Friday, February 8, 2019

The 1984 Listening Post - Bruce Springsteen - Born in the USA

Bruce Springsteen - Born in the USA


#139
June 1984
Bruce Springsteen 
Born in the U.S.A
5 out of 5

Highlights:
Born in the USA 
Working on the Highway
No Surrender
Glory Days
Dancing in the Dark
My Hometown

Settle in. I’m on a plane with nothing to but listen and take notes. 
I’m going to try to listen to this not with the ears of a teenage New Jersey born and raised rock kid looking for elegy and anthems but through the ears of today, fully aware of the dated sound and the overplayed singles (which seems to be every track on the album). 
I fully recognize my bias and will try to be fair. 

The album opens like the climax to something. Looking back, it’s the climax to a 10 year recording career. 
It explodes. The title track HAS to be gigantic. The subject matter requires it. It’s not elegiac, it’s a wail from the depths of hell. 
“Cover Me” is the paranoia of “Roulette” refined, simplified, obfuscated. Bruce wants to get away with it by hiding it behind a relationship but it’s about a struggle to deal. 
It’s hard to hear “World Trade Centers” in “Darlington County” but it makes so much sense. Bruce, ever the storyteller, is singing from the voice of losers who think they are so much more than they really are. These guys...I won’t get political but life won’t end up treating these guys the way they hope. And they’ll take it out on the rest of us. 
Then we settle down and the album starts to sound like songs that didn’t quite make it into The River. Which is fine cuz that record is brilliant. 
Another incarcerated loser in “Working on the Highway”, a barely employed guy who loses everything “Downbound Train”, a stalker (rapist?) in “I’m on Fire” (The video sold this song as something else entirely. It’s a menacing interlude). 
And that’s Side One. Treacherous. Terrifying. 
Let’s go to Side Two. 
“No Surrender”, a farewell to a best friend, a comrade, a partner. It’s loss. 
I know that’s supposed to be “Bobbie Jean” but I can’t help feel that both songs are about the end of his relationship with Stevie Van Zandt. 

When you get past the sheen and general bigness of this record it becomes evident: this is the saddest collection of songs Bruce ever strung together. 

I mean his best friend just leaves, no word, just gone, blasting a hole in his life. But he knows that’s the right thing for him. 

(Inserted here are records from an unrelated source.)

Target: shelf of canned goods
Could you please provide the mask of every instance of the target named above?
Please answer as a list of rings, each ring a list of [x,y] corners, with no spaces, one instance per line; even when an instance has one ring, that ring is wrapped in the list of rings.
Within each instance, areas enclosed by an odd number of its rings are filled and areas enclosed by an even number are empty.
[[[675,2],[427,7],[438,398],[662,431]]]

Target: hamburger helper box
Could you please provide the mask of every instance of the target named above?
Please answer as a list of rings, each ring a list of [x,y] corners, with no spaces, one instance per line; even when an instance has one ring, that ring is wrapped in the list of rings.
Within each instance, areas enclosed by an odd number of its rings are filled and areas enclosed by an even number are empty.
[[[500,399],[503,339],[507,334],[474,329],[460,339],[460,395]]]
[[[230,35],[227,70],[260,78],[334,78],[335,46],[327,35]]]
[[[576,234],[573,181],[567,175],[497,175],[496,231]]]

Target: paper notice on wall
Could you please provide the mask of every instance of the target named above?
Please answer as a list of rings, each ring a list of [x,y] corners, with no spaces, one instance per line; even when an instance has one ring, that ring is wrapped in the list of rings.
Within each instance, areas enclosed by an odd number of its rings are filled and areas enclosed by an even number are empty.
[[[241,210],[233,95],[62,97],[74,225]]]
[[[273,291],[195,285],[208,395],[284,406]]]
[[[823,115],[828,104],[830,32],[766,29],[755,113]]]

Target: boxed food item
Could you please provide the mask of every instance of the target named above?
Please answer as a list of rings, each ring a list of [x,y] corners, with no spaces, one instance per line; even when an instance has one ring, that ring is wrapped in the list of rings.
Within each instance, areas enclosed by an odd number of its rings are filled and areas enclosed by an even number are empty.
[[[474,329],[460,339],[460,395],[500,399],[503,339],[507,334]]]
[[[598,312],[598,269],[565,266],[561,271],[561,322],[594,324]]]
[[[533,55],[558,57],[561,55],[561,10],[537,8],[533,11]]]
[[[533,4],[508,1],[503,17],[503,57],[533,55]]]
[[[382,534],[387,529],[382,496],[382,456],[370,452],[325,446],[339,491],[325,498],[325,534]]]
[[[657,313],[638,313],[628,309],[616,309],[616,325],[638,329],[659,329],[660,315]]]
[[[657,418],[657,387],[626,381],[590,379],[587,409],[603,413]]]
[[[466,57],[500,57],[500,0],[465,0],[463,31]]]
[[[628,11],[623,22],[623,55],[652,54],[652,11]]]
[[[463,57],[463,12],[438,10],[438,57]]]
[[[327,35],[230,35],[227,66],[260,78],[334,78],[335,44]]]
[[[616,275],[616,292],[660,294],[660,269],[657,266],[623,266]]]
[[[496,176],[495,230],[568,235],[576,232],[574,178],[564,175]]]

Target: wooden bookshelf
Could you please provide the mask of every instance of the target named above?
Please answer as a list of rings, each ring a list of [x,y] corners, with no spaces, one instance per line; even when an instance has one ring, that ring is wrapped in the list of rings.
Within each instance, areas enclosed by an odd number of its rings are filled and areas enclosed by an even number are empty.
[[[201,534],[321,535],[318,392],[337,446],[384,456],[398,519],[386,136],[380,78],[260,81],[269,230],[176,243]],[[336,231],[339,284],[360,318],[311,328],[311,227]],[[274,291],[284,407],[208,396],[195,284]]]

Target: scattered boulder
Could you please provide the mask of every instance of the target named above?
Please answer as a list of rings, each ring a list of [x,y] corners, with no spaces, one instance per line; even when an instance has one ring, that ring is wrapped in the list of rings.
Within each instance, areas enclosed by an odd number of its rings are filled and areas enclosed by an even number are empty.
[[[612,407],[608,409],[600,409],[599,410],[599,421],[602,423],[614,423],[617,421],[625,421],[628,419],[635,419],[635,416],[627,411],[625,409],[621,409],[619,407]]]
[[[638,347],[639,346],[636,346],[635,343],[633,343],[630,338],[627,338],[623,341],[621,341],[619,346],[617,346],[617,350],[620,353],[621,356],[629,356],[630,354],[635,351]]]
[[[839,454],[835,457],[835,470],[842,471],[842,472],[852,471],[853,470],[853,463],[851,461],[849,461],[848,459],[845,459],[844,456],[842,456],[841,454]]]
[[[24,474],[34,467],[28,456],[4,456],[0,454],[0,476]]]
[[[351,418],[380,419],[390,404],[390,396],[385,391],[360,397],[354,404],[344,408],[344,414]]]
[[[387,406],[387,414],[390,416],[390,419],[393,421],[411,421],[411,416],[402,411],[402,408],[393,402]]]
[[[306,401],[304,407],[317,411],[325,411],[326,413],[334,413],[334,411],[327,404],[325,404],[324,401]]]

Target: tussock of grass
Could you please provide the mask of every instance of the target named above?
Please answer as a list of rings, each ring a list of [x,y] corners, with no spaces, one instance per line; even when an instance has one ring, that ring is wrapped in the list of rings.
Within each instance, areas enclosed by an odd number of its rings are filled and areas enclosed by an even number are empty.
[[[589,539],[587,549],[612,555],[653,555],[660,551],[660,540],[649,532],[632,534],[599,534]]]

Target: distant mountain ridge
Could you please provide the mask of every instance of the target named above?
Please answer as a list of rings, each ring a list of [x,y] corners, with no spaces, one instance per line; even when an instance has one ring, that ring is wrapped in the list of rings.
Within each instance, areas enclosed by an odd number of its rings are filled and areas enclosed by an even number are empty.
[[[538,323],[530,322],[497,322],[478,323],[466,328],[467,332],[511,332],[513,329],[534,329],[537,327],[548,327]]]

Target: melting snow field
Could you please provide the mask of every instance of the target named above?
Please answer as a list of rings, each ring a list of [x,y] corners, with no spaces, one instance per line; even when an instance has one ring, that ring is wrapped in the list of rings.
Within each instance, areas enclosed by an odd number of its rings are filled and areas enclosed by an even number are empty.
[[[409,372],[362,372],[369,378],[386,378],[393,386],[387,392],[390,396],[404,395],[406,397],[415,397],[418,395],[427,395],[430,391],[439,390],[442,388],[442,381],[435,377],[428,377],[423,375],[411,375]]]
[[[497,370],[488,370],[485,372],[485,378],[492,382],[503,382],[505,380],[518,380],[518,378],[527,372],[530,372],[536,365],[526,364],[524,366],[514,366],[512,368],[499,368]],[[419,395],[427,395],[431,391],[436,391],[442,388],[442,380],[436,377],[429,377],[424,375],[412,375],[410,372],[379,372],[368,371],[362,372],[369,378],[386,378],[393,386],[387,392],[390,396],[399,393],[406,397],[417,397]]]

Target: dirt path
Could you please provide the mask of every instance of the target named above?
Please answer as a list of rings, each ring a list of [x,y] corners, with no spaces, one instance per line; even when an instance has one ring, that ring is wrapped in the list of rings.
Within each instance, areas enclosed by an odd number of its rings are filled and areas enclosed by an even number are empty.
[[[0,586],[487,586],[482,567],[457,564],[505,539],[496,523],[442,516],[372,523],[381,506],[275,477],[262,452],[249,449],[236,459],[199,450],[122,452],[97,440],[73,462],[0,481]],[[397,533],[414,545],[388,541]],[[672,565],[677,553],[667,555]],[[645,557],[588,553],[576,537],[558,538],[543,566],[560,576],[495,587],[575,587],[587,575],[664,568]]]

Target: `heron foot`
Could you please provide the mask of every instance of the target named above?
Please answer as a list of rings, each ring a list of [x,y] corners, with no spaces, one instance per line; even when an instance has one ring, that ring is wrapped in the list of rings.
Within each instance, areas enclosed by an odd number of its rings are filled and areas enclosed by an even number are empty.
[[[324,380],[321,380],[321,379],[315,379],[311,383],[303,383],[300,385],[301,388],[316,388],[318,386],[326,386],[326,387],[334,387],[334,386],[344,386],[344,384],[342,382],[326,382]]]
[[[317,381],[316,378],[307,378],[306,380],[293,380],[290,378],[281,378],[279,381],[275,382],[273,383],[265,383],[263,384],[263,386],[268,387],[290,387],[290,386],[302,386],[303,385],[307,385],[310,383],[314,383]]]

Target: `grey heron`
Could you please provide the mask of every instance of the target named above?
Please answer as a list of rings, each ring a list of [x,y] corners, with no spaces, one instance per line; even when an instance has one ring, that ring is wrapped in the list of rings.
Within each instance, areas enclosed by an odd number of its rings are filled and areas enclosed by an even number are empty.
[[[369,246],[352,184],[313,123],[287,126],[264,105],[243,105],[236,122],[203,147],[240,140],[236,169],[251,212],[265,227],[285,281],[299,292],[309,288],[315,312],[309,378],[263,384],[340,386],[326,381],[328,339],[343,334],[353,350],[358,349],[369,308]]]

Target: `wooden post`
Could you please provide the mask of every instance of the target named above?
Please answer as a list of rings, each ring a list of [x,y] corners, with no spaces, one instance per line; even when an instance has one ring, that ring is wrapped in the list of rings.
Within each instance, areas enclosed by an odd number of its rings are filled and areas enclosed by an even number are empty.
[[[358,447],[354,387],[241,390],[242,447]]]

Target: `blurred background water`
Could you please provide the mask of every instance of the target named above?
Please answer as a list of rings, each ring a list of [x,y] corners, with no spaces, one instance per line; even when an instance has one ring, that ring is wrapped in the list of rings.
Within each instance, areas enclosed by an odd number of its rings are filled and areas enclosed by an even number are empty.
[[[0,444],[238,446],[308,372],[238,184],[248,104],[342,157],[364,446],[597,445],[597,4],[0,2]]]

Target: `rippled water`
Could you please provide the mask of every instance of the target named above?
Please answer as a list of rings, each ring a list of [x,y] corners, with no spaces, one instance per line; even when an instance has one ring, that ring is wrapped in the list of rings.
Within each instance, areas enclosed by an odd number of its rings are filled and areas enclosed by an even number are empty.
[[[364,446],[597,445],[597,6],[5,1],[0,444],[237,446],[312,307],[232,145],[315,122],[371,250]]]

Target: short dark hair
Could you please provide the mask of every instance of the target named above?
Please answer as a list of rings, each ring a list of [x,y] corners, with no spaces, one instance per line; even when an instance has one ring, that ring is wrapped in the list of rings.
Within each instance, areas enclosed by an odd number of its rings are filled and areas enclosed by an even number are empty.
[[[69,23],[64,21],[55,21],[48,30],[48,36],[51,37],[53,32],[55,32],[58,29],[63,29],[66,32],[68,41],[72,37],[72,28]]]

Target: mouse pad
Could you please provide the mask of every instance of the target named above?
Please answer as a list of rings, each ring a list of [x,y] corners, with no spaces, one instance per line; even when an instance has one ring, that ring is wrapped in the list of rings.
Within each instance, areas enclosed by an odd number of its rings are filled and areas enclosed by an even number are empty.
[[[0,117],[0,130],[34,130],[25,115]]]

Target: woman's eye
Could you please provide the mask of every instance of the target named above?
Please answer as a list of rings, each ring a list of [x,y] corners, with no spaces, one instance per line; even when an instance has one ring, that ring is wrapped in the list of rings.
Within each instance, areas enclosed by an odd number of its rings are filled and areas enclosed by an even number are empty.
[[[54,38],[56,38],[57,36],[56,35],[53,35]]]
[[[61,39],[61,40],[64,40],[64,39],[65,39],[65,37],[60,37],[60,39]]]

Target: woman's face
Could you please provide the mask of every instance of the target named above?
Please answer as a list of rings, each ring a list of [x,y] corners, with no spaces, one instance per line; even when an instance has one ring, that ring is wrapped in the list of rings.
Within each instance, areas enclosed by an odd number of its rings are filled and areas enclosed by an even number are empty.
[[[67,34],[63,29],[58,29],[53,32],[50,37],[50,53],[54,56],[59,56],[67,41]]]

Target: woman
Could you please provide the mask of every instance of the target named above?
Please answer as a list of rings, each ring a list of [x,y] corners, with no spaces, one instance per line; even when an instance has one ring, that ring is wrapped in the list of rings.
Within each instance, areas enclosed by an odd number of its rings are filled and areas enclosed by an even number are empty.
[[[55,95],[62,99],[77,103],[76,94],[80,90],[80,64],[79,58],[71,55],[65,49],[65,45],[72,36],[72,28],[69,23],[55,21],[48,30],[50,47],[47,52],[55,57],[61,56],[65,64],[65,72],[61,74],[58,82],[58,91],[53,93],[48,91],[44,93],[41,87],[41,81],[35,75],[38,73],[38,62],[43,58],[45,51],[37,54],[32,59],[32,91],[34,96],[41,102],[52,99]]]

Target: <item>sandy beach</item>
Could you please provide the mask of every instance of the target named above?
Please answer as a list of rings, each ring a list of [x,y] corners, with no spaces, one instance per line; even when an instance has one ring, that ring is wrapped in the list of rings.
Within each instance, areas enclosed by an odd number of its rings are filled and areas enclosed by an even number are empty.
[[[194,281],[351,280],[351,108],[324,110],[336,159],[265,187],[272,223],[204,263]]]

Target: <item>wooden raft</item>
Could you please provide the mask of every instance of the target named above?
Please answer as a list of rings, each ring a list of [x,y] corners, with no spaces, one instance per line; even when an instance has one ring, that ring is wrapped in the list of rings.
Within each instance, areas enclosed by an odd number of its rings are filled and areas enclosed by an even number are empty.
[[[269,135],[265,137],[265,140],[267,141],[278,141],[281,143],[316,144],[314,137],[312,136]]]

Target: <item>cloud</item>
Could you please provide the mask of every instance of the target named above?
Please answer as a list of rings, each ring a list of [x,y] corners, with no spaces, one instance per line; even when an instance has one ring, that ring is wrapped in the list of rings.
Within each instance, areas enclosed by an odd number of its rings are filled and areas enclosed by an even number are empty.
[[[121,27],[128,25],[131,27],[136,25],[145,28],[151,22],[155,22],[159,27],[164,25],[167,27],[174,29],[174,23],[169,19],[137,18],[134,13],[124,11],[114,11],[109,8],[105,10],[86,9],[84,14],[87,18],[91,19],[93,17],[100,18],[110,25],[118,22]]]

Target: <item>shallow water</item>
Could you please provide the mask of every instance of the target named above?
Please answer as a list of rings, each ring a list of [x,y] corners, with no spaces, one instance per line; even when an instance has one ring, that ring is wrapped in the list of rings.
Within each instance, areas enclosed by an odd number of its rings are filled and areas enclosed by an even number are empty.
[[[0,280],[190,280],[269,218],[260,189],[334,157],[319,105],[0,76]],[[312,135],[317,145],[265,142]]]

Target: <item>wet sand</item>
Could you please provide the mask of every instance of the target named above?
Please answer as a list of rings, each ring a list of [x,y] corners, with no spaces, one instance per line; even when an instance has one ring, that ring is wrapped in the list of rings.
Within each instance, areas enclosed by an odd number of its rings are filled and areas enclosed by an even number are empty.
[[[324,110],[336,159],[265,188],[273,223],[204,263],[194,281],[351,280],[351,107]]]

A dead relationship (I’m Going Down), two people who can’t love each other anymore. “I’m sick you setting up to knock me down”. So what else is there to do but look back on the past at the “Glory Days”? Who hasn’t done that? When life was good? When it was easier. When you had power, strength, beauty. But life takes its toll. You lose that speed. Marriages decay and die. It’s so important that it sound like a bar band. It has to. That’s where these people end up. Drinking, thinking, telling your boring stories of your better days. Your Glory Days. 
“Dancing in the Dark”. You might think, well that’s the hit. That’s the upbeat one. Nope. It’s about fucking writers block. The inability to come up with something that pays your bills. “I ain’t nothing but tired, man I’m just tired and bored with myself”. He can’t come up with that damned hit song. And THATS the hit song!!!!
And then we come home. 
Thinking about our youth, when life was simple. Sitting on our dads lap, “driving” the car. Civil rights was tearing the town apart. It’s the micro version of the title track. The town is a wreck now. Everyone’s moved out. It’s hollowed out. It’s “My Hometown” where the people should leave, but they won’t. They’re stuck. 

I have heard this album 50 times. First as a kid. Then throughout my life. But never as an adult really...listening. It’s brutal. I can’t think of anything like it. 
The music is in deep counterpoint to the subjects. It’s almost insidious. It’s the work of a master.